The Space Between My Father and Me

#MCW Space

“I entered this essay in Medium’s Writing Challenge with the topic of Space. I didn’t win, but I still feel proud I got my thoughts and feelings down. I’d been carrying this one around for a long time.” — GMD

I turned to look back into the empty space one last time just before I closed the door for good. My father was gone and his house was vacant.

This house was the one he had purchased to live in his retirement after working for more than 20 years for the U.S. government overseas. It was the space he had inhabited just six weeks before. Where trinkets, old photographs, and exotic souvenirs from his world travels sat on bookshelves collecting dust. Where he slouched every night on his old, threadbare sofa watching TV Westerns and Star Trek reruns until he drifted off to sleep.

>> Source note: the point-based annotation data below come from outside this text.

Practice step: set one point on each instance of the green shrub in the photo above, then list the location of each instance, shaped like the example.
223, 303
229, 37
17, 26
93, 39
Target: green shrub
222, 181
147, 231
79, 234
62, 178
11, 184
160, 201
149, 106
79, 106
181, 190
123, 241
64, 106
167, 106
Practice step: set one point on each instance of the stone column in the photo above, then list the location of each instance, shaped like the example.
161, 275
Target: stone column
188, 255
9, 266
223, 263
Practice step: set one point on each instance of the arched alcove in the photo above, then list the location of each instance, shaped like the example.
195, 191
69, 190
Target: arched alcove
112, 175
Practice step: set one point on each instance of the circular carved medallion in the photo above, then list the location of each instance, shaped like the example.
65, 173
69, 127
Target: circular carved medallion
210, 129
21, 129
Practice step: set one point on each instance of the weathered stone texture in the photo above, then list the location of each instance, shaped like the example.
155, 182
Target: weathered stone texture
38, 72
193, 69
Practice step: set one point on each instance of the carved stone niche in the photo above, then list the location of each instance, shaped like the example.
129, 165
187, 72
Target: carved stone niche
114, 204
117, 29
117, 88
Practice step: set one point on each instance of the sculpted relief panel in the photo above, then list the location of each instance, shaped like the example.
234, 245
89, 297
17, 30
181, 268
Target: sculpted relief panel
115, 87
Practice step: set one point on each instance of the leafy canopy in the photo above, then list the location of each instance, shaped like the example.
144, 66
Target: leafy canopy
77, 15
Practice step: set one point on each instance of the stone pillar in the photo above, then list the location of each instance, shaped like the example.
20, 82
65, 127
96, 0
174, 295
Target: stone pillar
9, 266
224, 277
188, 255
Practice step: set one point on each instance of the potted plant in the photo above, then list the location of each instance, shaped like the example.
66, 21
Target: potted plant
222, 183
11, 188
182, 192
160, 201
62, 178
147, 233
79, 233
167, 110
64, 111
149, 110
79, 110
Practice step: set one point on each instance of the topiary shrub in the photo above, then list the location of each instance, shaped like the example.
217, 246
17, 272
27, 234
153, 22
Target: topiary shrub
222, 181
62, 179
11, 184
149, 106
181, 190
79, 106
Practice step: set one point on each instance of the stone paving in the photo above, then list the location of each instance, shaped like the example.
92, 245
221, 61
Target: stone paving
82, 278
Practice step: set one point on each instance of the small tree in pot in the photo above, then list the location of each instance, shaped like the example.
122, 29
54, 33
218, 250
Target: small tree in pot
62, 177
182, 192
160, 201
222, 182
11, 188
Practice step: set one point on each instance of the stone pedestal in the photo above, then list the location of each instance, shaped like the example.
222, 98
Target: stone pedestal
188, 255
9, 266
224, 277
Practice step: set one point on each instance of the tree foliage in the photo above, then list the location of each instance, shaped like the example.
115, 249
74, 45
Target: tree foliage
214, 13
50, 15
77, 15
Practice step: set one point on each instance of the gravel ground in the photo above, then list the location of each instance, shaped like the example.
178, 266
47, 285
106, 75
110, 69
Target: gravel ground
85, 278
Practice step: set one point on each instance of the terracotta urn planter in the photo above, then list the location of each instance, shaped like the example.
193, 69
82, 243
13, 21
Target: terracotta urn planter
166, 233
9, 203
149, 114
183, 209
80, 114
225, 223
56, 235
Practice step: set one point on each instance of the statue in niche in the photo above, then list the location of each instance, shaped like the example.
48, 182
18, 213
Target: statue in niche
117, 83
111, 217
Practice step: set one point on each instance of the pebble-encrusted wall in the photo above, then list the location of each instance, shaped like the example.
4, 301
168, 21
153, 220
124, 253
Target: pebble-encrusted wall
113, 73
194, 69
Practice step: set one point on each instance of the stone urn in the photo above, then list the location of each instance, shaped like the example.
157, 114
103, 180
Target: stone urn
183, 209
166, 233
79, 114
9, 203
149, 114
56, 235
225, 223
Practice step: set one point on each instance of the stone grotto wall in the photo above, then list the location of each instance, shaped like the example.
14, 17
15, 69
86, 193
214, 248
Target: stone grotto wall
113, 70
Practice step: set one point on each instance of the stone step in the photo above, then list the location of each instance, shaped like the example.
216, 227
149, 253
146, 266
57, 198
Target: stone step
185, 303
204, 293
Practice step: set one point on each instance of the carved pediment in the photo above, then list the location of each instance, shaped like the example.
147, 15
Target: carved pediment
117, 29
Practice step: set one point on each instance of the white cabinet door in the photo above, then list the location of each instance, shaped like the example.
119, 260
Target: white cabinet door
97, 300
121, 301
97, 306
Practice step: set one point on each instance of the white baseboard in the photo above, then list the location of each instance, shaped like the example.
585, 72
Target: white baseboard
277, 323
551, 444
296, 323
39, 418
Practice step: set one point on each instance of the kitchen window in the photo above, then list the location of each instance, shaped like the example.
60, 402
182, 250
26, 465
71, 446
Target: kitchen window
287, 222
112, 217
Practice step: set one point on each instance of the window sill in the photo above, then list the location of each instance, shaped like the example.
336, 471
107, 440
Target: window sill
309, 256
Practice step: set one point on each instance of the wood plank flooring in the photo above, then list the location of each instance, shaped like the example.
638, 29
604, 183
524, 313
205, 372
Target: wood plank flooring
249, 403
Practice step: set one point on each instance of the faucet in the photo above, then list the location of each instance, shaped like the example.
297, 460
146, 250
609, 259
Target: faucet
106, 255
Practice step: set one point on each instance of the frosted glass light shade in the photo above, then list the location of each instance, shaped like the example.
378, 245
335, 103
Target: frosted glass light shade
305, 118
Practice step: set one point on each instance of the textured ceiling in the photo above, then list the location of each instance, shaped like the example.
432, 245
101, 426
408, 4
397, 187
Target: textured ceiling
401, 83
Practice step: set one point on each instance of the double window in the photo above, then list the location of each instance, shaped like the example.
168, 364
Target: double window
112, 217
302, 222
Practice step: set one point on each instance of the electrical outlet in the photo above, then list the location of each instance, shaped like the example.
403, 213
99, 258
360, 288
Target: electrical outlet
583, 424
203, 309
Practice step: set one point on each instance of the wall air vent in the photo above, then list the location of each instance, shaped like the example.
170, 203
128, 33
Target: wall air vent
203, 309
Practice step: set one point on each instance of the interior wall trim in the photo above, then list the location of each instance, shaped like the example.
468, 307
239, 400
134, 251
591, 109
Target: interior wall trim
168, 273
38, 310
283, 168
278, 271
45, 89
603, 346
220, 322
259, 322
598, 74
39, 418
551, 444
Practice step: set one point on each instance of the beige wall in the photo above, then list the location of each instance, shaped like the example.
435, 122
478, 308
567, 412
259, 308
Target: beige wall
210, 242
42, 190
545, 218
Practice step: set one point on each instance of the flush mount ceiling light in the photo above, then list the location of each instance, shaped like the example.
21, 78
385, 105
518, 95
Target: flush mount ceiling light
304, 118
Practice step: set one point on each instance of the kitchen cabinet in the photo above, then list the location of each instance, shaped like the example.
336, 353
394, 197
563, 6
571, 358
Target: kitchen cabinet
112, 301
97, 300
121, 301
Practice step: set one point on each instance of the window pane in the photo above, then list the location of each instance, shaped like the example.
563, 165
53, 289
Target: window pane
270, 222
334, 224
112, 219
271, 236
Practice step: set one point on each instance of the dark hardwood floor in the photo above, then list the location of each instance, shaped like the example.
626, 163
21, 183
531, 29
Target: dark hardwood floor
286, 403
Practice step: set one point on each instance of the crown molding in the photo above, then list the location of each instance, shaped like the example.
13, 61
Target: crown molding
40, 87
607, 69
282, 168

Nothing was left in his house but the echoes of my footfalls and memories. As the oldest daughter, I had dutifully handled his will, packed up his belongings, and prepared his house for sale. All that was left for me to handle was the gaping empty space that stretched between my father and me all my life, the space that had defined our strained relationship. Even now, years after his death, that space remains open.

My unknowable dad

My father was raised in the mountains of Kentucky in the 1940s by poor, uneducated parents who lived perpetually in a state of lack. There are family stories of my aunt, his youngest sister, taking a stick of butter to school for lunch because that’s all they had. His father, a man I never met, lived hard and left his family early on. His absence left a void that my grandmother was too weak to fill alone. So, she packed up her three hungry children and moved back to her angry father’s home.

My father was the oldest of three, the only boy, and the one who took the brunt of his grandfather’s ire and frustration. My dad was constantly berated and told he would never be good enough, would never work hard enough, and would “never amount to nothing.”

In that small, over-crowded, rickety house in the holler, my father learned to protect himself and survive by holding up armor so heavy that none of the old man’s barbs could pierce my dad’s tender heart.